Ainsi, à l’aide des témoignages d’autres opérateurs du secteur, Notarberardino explique efficacement les étapes qui mèneront – peut-être – un titre au succès. (Parmi les cas décrits, il convient de citer l’aventure de Chemins de fer mexicainsqui grâce à l’habile “salle de contrôle” de Giulio Mozzi, grand connaisseur de l’édition italienne, ainsi qu’écrivain important, a réussi à vendre, depuis sa sortie en 2022, plus de cinquante mille exemplaires, surmontant les énormes obstacles initiaux : un auteur inconnu à l’époque, Gian Marco Griffi, et une toute petite maison d’édition, Laurana).

D’une certaine manière, un miroir de Opération best-seller surgit La culture dans les médias de Giorgio Zanchini (Carocci, pp. 211, euro 17), qui étudie comment les livres et les objets culturels de divers types sont traités dans les médias et comment cela s’est transformé depuis les temps anciens où dominait le papier imprimé jusqu’à la dispersion numérique actuelle.
Essayant héroïquement d’éviter les apocalypses et l’intégration, pour reprendre la dichotomie introduite par Umberto Eco, Zanchini part de l’hypothèse – irréfutable – que l’idée même de culture a profondément changé, constatant à quel point l’information est aujourd’hui “polymorphe, omniprésente, participative”. et tenter d’en explorer les mille déclinaisons, sans cacher les deux dangers majeurs auxquels nous sommes confrontés : une fragmentation qui met à mal la complexité et une « re-féodalisation des savoirs ».

COMMENT DIRE CETTE CULTURE est-ce qu’il appartient encore à quelques-uns ? En supposant que cela soit vrai, et cela n’est pas exclu, d’autres questions en découlent : qu’entend-on désormais par culture ? qui sont les rares ? et ces quelques-uns coïncident-ils avec le pouvoir (politique, économique, social, militaire) ? L’essai d’Emanuele Bevilacqua ne répond pas, et élargit même encore les questions Attention et pouvoir (Luiss University Press, pp. 221, euro 17) qui, comme l’indique le sous-titre « Culture, médias et marché à l’ère de la distraction de masse », se concentre sur cette capacité particulière, la présence à soi, si importante pour la survie, aujourd’hui plus que jamais « conditionné par l’usage que nous faisons de l’information que nous recevons et la manière dont nous la recevons ».

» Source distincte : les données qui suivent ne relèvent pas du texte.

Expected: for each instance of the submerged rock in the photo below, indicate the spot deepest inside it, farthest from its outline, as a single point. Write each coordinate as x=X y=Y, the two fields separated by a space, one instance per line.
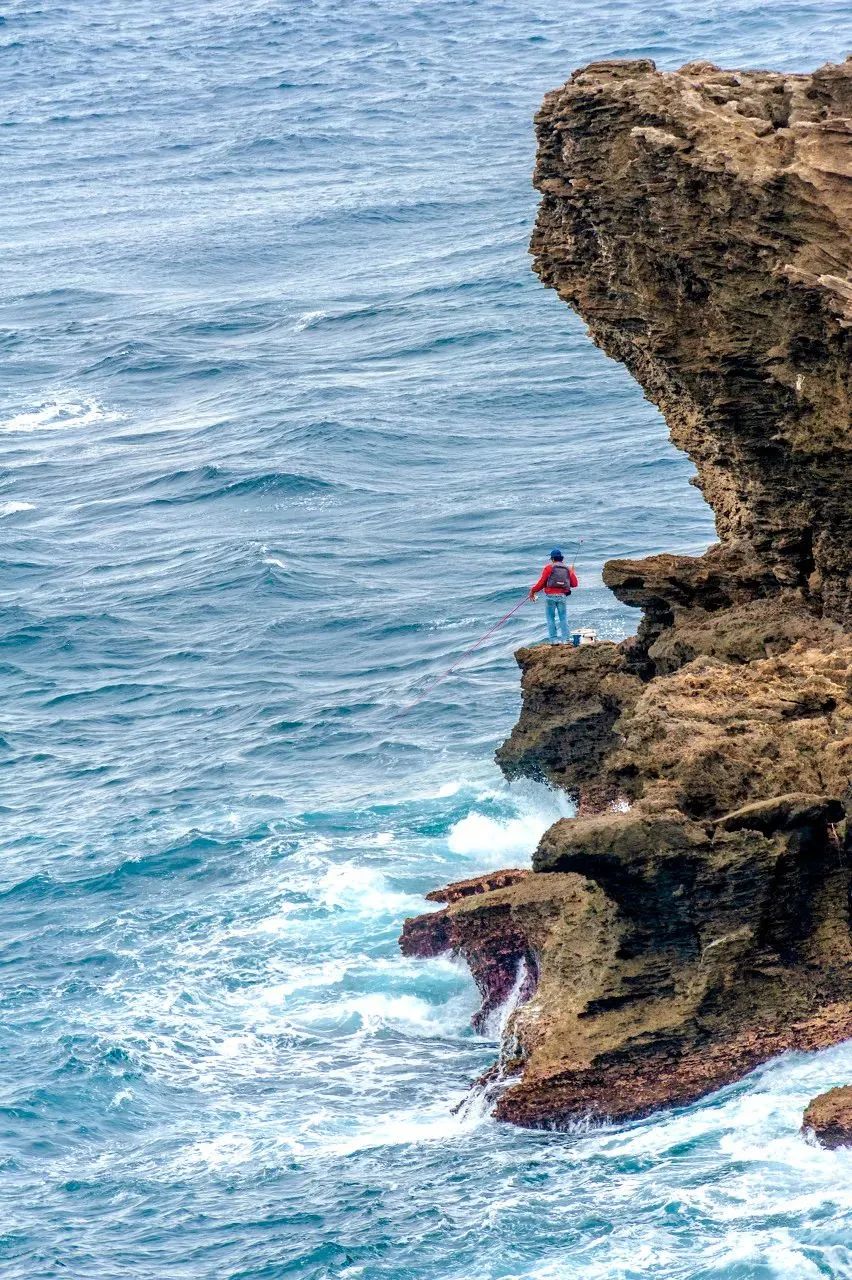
x=694 y=919
x=829 y=1118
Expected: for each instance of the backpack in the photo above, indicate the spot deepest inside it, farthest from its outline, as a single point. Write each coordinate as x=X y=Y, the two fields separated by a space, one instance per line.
x=559 y=576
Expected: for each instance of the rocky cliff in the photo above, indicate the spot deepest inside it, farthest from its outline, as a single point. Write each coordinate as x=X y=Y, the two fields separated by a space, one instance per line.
x=694 y=919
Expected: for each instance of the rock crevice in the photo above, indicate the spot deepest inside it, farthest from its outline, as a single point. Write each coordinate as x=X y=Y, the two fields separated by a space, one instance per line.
x=694 y=919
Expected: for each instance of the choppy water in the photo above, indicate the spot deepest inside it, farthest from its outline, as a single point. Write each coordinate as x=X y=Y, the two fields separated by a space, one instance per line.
x=285 y=424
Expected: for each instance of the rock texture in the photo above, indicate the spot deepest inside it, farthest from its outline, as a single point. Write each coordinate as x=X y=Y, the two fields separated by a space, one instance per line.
x=694 y=919
x=829 y=1118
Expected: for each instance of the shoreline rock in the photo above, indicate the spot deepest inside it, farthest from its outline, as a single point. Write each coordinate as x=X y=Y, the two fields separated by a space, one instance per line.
x=694 y=919
x=829 y=1118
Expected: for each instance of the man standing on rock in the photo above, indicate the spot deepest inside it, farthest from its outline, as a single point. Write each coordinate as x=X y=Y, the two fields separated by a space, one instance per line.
x=557 y=580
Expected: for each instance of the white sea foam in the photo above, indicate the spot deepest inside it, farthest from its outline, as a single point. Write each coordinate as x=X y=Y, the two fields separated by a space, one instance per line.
x=62 y=412
x=308 y=319
x=494 y=840
x=365 y=891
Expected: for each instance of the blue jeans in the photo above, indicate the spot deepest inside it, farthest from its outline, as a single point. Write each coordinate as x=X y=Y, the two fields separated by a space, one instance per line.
x=555 y=608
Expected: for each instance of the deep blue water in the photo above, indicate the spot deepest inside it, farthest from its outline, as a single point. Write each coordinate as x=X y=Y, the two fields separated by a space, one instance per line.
x=287 y=423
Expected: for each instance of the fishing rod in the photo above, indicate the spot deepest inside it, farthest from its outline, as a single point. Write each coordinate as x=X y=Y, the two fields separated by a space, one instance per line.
x=497 y=626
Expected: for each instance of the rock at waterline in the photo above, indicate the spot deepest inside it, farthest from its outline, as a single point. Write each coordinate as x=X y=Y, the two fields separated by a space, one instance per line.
x=829 y=1118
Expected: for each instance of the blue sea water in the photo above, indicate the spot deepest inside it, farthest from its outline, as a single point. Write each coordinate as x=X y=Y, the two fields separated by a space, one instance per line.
x=285 y=424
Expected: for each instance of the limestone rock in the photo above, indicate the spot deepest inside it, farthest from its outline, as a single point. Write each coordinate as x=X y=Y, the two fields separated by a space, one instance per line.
x=694 y=919
x=829 y=1118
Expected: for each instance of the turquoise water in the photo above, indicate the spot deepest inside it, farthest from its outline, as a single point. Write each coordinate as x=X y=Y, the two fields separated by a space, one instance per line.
x=287 y=423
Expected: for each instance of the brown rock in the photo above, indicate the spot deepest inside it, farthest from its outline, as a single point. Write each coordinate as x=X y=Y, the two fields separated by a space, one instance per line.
x=701 y=224
x=829 y=1118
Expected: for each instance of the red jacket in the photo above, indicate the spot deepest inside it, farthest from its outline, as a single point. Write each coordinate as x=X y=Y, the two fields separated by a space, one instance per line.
x=553 y=590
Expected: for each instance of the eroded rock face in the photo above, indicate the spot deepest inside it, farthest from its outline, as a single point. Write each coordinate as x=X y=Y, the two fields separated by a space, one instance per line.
x=829 y=1118
x=694 y=919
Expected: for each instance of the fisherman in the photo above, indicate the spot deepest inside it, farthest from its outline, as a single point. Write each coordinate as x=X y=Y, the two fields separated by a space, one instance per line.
x=557 y=580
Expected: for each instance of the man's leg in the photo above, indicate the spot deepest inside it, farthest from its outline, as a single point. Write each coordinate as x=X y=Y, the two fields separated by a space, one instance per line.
x=563 y=617
x=550 y=608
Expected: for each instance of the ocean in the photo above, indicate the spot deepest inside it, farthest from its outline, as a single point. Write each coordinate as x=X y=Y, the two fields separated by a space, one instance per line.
x=285 y=424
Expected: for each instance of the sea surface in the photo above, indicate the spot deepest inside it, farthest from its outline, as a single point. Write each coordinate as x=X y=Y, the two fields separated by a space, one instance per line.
x=285 y=425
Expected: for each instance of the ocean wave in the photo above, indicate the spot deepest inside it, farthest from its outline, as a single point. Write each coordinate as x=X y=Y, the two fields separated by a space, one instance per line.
x=209 y=483
x=60 y=414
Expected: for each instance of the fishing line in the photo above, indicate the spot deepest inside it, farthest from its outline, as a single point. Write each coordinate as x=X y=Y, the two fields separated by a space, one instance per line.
x=473 y=647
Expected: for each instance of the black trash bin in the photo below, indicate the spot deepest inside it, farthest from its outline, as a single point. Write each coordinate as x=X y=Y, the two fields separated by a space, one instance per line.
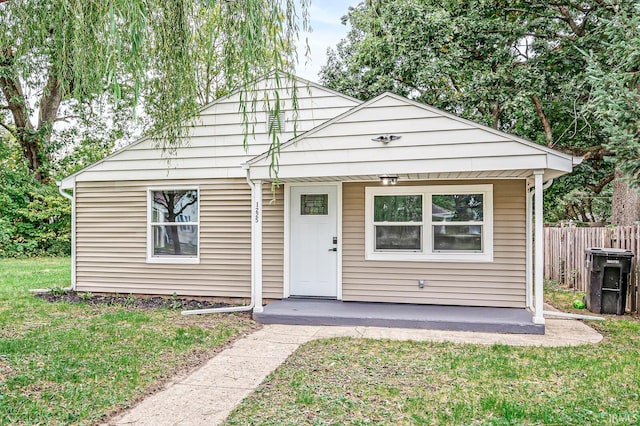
x=608 y=279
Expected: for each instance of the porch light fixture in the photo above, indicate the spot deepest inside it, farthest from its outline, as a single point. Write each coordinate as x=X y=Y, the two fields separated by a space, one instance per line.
x=388 y=180
x=385 y=139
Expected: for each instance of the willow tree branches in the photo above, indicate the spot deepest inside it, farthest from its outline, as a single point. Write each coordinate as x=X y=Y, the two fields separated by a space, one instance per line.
x=150 y=53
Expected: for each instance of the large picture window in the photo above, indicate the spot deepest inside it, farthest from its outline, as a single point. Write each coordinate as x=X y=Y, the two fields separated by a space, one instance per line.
x=174 y=222
x=457 y=227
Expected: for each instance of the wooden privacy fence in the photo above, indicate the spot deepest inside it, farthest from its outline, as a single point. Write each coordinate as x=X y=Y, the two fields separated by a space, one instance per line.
x=565 y=254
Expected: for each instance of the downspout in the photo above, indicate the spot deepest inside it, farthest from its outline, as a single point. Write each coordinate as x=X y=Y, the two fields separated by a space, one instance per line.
x=73 y=229
x=256 y=237
x=529 y=243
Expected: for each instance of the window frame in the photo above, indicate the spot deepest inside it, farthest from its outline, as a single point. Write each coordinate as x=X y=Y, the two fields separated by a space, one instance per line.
x=428 y=254
x=170 y=258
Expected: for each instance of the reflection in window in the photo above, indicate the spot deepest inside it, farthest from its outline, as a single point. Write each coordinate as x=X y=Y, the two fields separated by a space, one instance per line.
x=174 y=223
x=457 y=207
x=314 y=204
x=398 y=222
x=439 y=222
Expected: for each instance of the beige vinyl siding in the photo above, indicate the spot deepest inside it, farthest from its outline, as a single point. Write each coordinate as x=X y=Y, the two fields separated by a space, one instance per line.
x=215 y=147
x=498 y=283
x=428 y=141
x=111 y=232
x=272 y=242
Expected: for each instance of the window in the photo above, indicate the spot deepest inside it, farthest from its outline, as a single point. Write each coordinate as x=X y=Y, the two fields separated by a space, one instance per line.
x=174 y=225
x=457 y=227
x=314 y=204
x=275 y=122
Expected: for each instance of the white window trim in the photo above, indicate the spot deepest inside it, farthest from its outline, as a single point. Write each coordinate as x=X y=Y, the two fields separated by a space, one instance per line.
x=426 y=255
x=170 y=259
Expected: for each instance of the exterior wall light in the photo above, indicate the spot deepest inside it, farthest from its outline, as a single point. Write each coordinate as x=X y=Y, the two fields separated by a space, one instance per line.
x=388 y=180
x=385 y=139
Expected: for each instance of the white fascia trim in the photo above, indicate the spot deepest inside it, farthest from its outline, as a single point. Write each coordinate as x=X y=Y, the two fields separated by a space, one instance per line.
x=170 y=259
x=425 y=255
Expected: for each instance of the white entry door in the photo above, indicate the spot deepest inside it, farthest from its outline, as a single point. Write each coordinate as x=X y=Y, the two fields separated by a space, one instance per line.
x=313 y=241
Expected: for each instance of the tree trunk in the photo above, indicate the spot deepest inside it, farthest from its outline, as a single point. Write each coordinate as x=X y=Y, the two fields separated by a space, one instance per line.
x=625 y=206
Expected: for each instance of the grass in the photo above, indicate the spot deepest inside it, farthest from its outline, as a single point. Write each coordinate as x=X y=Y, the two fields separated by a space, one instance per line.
x=358 y=381
x=66 y=363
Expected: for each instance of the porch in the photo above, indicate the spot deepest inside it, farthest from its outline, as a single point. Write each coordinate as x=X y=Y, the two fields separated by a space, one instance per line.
x=395 y=315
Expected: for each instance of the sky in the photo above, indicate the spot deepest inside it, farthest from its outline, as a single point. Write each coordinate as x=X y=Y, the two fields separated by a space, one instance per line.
x=327 y=31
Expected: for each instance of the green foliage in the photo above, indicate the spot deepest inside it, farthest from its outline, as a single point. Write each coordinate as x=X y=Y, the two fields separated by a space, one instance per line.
x=518 y=66
x=34 y=217
x=68 y=57
x=615 y=77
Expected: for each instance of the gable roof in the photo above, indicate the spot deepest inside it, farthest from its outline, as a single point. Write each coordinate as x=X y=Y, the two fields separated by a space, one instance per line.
x=214 y=145
x=430 y=143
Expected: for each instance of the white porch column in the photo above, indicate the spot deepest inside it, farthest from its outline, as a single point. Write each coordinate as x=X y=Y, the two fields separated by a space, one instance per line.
x=529 y=249
x=538 y=317
x=256 y=246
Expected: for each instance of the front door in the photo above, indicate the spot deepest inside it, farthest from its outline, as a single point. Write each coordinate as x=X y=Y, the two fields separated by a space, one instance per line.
x=313 y=241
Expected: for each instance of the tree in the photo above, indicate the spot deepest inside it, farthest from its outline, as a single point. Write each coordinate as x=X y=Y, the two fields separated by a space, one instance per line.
x=58 y=57
x=615 y=78
x=517 y=66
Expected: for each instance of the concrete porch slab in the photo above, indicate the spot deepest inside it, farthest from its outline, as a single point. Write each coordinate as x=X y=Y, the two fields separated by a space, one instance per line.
x=398 y=315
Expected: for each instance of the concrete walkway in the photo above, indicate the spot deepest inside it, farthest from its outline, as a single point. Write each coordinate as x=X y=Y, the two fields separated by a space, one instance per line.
x=208 y=394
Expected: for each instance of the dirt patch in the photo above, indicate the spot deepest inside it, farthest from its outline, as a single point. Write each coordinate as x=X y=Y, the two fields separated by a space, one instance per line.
x=152 y=302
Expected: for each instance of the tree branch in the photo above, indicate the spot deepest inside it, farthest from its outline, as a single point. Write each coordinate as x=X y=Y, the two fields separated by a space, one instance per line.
x=8 y=129
x=12 y=91
x=543 y=118
x=597 y=188
x=66 y=117
x=50 y=100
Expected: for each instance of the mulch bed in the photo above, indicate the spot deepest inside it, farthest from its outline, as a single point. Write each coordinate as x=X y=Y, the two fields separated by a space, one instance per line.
x=150 y=302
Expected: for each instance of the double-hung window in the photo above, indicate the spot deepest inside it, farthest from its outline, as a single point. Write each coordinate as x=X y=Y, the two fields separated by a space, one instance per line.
x=429 y=223
x=173 y=231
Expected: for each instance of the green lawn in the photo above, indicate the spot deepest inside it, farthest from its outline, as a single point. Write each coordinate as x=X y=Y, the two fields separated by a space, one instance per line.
x=357 y=381
x=73 y=364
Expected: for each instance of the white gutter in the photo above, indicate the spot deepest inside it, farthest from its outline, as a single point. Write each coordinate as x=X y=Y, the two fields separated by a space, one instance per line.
x=73 y=229
x=256 y=255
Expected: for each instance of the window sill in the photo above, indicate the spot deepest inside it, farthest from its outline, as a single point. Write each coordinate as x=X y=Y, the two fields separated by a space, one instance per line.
x=433 y=257
x=174 y=260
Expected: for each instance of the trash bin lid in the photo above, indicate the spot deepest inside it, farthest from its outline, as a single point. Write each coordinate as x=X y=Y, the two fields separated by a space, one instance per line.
x=609 y=252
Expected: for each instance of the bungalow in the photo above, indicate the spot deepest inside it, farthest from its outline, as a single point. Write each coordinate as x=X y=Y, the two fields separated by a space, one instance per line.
x=387 y=200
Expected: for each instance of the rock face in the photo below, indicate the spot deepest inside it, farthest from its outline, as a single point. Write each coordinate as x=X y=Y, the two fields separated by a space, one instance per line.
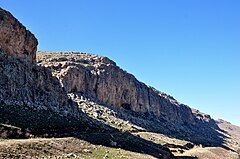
x=101 y=78
x=15 y=40
x=22 y=82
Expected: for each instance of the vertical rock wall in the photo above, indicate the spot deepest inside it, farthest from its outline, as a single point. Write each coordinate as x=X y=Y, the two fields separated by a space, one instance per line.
x=15 y=40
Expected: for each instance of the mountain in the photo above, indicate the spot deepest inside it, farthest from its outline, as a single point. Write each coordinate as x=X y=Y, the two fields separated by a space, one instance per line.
x=89 y=106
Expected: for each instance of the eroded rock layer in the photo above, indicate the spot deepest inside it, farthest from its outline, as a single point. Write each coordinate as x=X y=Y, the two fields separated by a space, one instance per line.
x=15 y=39
x=100 y=77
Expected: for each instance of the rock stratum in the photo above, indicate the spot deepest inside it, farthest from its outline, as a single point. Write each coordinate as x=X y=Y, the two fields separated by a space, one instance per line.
x=90 y=98
x=15 y=39
x=100 y=79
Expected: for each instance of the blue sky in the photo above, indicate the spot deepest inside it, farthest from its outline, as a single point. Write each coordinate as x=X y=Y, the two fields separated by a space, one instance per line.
x=188 y=49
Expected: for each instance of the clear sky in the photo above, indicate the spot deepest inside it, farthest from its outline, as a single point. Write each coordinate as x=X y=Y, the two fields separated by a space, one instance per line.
x=189 y=49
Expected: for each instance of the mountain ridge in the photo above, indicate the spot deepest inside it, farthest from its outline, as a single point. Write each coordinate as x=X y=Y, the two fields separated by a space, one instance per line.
x=88 y=97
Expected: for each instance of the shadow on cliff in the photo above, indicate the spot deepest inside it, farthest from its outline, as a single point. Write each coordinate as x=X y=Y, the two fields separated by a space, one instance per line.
x=24 y=122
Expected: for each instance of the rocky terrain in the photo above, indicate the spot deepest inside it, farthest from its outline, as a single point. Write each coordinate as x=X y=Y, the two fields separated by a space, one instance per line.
x=79 y=105
x=15 y=39
x=100 y=80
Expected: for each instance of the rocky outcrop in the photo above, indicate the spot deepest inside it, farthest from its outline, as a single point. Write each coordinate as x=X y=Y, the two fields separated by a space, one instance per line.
x=15 y=39
x=23 y=83
x=99 y=77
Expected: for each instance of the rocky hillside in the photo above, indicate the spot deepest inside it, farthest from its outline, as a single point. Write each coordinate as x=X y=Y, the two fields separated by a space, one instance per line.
x=15 y=39
x=93 y=101
x=99 y=79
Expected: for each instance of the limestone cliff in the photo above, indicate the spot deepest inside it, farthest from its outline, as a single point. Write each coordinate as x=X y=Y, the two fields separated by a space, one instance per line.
x=15 y=40
x=99 y=77
x=22 y=82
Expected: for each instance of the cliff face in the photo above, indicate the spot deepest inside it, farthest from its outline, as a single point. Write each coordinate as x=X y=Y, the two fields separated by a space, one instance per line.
x=99 y=77
x=15 y=40
x=22 y=82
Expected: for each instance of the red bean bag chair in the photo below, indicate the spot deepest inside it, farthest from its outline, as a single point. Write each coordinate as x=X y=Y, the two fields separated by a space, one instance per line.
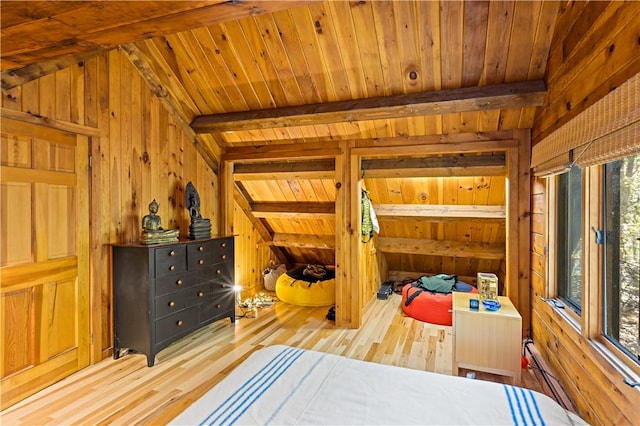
x=431 y=307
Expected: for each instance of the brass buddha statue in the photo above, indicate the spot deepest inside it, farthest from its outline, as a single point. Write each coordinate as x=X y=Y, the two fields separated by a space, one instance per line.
x=152 y=231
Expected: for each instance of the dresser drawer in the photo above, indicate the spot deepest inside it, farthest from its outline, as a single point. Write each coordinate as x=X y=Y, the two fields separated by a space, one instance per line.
x=222 y=250
x=222 y=272
x=170 y=260
x=169 y=303
x=173 y=283
x=199 y=255
x=197 y=294
x=176 y=324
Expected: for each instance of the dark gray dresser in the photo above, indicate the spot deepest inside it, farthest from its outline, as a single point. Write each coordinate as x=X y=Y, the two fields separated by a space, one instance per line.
x=163 y=292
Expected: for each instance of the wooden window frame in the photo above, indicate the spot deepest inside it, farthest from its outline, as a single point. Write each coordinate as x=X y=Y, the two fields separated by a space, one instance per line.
x=590 y=323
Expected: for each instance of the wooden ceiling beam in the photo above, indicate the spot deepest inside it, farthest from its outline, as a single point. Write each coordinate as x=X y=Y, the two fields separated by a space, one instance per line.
x=459 y=165
x=327 y=242
x=440 y=212
x=293 y=210
x=318 y=169
x=441 y=248
x=262 y=230
x=499 y=96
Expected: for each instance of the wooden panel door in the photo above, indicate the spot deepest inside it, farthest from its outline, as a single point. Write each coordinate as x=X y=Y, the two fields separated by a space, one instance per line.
x=44 y=297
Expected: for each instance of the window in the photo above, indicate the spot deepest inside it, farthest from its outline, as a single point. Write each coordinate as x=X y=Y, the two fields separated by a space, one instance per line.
x=621 y=295
x=569 y=238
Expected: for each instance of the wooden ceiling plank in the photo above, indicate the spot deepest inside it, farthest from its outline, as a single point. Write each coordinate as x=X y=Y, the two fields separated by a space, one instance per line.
x=499 y=96
x=232 y=65
x=476 y=14
x=449 y=148
x=189 y=19
x=305 y=241
x=444 y=248
x=460 y=161
x=142 y=62
x=324 y=168
x=24 y=12
x=498 y=36
x=50 y=38
x=435 y=172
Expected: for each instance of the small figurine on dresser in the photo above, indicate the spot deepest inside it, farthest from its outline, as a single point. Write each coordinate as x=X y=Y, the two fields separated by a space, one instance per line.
x=152 y=231
x=199 y=228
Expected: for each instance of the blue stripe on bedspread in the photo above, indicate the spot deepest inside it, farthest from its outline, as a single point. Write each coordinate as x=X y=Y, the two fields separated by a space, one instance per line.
x=237 y=404
x=523 y=405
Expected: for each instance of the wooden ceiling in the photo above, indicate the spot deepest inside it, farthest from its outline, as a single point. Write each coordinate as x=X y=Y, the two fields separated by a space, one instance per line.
x=260 y=73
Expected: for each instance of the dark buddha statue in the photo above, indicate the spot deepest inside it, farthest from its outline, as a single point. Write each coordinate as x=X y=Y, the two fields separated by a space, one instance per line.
x=152 y=231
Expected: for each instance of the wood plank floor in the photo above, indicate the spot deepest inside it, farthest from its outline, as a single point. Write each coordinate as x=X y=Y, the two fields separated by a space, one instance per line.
x=126 y=391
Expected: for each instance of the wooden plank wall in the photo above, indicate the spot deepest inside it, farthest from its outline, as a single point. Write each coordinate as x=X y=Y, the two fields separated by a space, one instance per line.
x=252 y=255
x=595 y=49
x=139 y=153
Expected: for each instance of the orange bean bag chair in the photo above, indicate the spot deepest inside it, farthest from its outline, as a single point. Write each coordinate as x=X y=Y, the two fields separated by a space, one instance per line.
x=431 y=307
x=296 y=287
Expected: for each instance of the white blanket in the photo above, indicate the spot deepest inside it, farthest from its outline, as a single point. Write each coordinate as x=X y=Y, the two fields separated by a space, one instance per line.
x=282 y=385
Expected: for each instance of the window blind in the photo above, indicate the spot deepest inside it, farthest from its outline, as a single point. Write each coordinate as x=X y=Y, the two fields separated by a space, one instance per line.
x=608 y=130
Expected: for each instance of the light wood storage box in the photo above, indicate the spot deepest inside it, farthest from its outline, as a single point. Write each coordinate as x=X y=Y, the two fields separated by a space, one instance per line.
x=488 y=341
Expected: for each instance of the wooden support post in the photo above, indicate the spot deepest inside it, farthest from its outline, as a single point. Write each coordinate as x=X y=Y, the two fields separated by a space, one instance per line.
x=518 y=226
x=348 y=309
x=226 y=198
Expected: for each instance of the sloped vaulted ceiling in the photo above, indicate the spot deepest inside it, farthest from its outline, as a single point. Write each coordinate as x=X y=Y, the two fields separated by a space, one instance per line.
x=252 y=73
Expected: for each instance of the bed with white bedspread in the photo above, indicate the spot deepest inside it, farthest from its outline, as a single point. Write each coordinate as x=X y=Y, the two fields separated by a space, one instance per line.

Consciente qu’entrer sur ce territoire, c’est aussi courir contre la montre (il suffit de penser à l’évolution du débat sur les médias et la culture depuis le 30 novembre 2022, date de lancement de ChatGPT), Bevilacqua fait face à différents scénarios, de l’évolution des médias sociaux aux études d’audience. , de conclure que le défi consiste à «ne pas perdre nos compétences essentielles et en même temps ne pas renoncer aux effets bénéfiques de l’innovation». Vaste programme, il le sait lui-même, qui nécessite « une collaboration entre les différentes générations » et, bien entendu, une grande attention.
Reste à savoir si, en ces « temps passionnants de changement, de chaos et de peur », les livres – en tant qu’agents de doutes, de fatigue, de comparaisons, de lenteurs – auront encore une place et un rôle. Dans le contexte actuel, la réponse n’est pas évidente.